Hukum Taurat diberikan setelah karya penyelamatan Allah atas bangsa Israel, bukan sebagai alat untuk menyelamatkan bangsa Israel. Bangsa Israel menjadi umat pilihan dan "disyahkan" dalam Perjanjian Sinai (Kel. 19). Secara geografis, Sinai merupakan "tempat lahirnya" Hukum Taurat bagi bangsa Israel. Secara kontekstual, Hukum Taurat itu merupakan instrumen yang diberikan melalui Musa. Hukum Taurat, dalam semua rinciannya, merupakan alat yang ditetapkan oleh Allah untuk menjadikan Israel suatu "bangsa yang kudus" Kel. 19:6.
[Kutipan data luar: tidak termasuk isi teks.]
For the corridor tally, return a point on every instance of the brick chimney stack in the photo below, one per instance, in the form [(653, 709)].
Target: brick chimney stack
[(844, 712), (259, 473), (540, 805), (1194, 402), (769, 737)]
Melakukan Hukum Taurat dengan demikian tidak dipahami sebagai sarana yang orang Yahudi percaya dapat mereka gunakan untuk memperoleh akses kepada Perjanjian itu. Sebaliknya, syariat Hukum Taurat itu merupakan ekspresi dari fakta bahwa orang - orang Yahudi sudah menjadi anggota umat Perjanjian Allah dan selama hidup mereka menjalankan kewajiban - kewajiban Perjanjian itu. Bangsa Israel sebagai umat Allah yang lahir dari Perjanjian Allah, harus hidup sesuai dengan pedoman - pedoman Allah. Inilah tujuan pemberian Hukum Taurat bagi bangsa Israel. Melalui Hukum Taurat, bangsa Israel dapat menunjukkan perilaku yang sesuai dengan kedudukan mereka sebagai umat pilihan Allah. Hukum Taurat sebagai pedoman bagi perjalanan bangsa Israel menuju tanah Perjanjian, tetapi juga sebagai pedoman bagi seluruh aspek kehidupan
Rujukan:
Knox Chambilan (ed. Feinberg), Hukum Musa dan Hukum Kristus dalam masihkah relevan Perjanjian Lama di Era Perjanjian Baru, Malang: Gandum Mas, 1996, halaman. 287.
William Dyrness, Tema - tema dalam teologi Perjanjian Lama, Malang: Gandum Mas, 1993, halaman 110.